Bioinformatics Analyses of Gene CRELD2 that Associated with Pathogenesis,Disease Activity and Efficacy of ;Biological Agents in Ulcerative Colitis
10.3969/j.issn.1008-7125.2017.01.002
- VernacularTitle:溃疡性结肠炎发病、疾病活动和生物治疗疗效相关基因CRELD2的生物信息学分析
- Author:
Wenhui TAO
;
Fan WANG
;
Xue LIN
;
Minxing MA
;
Qiu ZHAO
;
Jin LI
- Keywords:
CRELD2 Gene;
Colitis,Ulcerative;
Bioinformatics;
Microarray Analysis
- From:
Chinese Journal of Gastroenterology
2017;22(1):4-9
- CountryChina
- Language:Chinese
-
Abstract:
Background:Bioinformatics is an effective technology for microarray data mining and gene function prediction. Aims:To analyze the gene CRELD2 that associated with pathogenesis,disease activity and efficacy of biological agents in ulcerative colitis( UC)by bioinformatics to provide a theoretical basis for subsequent studies on its biological function and molecular mechanism in the development and progress of UC. Methods:The microarray data associated with pathogenesis, disease activity and efficacy of biological agents in UC were downloaded from the Gene Expression Omnibus( GEO database);the data mining and analyses were conducted by using bioinformatics tools such as BRB-ArrayTools, ProtParam,ELM,SignalP 4. 1,PBIL-IBCP Lyon Gerland,GO and STRING. Results:Cross-over analyses revealed that expressions of four genes(CDC25B,CRELD2,IL1RN,PITPNC1)were up-regulated in the order from colonic mucosa of healthy subjects,un-inflamed mucosa of active UC patients to inflamed mucosa of active UC patients,meanwhile these four genes were significantly down-regulated in infliximab responders after treatment when compared with that before treatment and infliximab non-responders. The function of CRELD2 gene was unknown. Bioinformatics analyses showed that CRELD2 gene was located on the long arm of chromosome 22(22q13. 33),and encoded a secreted protein composed of 402 amino acids.
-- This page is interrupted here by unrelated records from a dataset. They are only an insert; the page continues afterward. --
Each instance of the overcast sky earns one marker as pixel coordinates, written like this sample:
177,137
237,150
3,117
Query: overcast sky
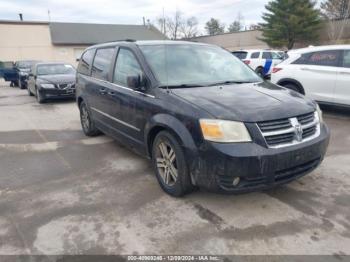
131,11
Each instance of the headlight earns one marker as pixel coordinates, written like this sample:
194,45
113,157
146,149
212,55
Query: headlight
319,112
47,86
224,131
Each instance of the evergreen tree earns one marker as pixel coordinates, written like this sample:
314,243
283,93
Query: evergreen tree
214,27
290,21
336,9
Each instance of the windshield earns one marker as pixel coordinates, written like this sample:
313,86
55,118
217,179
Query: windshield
25,64
176,65
55,69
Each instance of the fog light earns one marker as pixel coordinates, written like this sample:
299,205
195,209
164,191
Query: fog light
236,181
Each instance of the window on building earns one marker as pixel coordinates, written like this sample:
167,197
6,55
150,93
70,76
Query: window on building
102,63
126,65
267,55
321,58
86,60
255,55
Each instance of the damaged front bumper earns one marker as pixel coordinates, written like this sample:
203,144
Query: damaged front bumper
217,167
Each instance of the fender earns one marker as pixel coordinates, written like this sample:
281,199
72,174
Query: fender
291,80
171,123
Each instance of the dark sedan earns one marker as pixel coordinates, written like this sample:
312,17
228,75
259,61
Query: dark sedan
51,80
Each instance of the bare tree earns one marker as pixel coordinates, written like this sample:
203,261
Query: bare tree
337,14
173,24
189,28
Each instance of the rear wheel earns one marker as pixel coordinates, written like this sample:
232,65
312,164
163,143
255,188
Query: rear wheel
170,165
87,122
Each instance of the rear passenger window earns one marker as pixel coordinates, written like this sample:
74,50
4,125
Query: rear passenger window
267,55
102,62
126,65
255,55
322,58
85,62
346,59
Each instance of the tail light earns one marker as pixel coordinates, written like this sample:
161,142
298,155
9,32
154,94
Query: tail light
276,69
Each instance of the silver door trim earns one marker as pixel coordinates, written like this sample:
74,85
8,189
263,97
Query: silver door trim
115,119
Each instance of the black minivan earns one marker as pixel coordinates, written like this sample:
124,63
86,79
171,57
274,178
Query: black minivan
204,118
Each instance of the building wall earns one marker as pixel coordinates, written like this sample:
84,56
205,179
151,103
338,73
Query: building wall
235,41
33,41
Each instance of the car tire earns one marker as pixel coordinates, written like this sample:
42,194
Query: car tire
260,71
293,87
39,97
29,92
86,121
20,84
170,165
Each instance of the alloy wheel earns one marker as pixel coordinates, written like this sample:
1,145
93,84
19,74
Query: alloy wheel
166,163
85,119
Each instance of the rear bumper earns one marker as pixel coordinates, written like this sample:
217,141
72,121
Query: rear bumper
217,165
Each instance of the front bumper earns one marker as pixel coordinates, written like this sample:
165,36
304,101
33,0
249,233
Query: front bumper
57,93
216,165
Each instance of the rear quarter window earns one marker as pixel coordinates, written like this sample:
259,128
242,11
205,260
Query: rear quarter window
86,61
102,63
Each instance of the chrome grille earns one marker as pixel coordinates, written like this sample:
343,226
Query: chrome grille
290,131
66,86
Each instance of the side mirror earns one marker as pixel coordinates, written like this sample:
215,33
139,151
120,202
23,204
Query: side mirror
136,82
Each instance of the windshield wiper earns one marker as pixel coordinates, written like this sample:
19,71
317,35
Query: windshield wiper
230,82
181,86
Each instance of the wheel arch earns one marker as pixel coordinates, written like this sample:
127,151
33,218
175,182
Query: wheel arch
164,122
285,81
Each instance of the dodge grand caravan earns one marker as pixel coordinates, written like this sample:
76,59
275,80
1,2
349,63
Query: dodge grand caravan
201,115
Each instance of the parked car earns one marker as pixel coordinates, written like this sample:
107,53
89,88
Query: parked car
321,73
51,80
204,118
262,61
8,72
23,68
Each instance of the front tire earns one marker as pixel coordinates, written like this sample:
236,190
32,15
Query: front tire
170,165
39,97
86,121
29,92
20,84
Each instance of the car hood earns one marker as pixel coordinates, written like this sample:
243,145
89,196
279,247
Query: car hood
251,102
57,79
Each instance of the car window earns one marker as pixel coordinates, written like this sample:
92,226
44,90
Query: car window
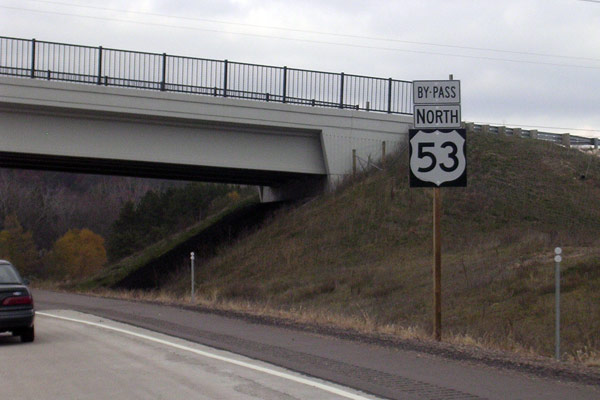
8,274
This protein contained several epidermal growth factor( EGF)-like domains,mainly distributed in Golgi apparatus, endoplasmic reticulum and extracellular site and had calcium- and protein-binding effect. Interactions existed between CRELD2 and CHRNA4,CHRNB2 and RHBDD3 proteins. Conclusions:Gene CRELD2 may have EGF-like biological function and via participating directly or indirectly the regulation of immunocytes to affect the pathogenesis and disease activity of UC. It might be used as a biomarker for diagnosis and assessment of disease activity and therapeutic efficacy of UC. Furthermore,it might be a potential target for treatment of UC.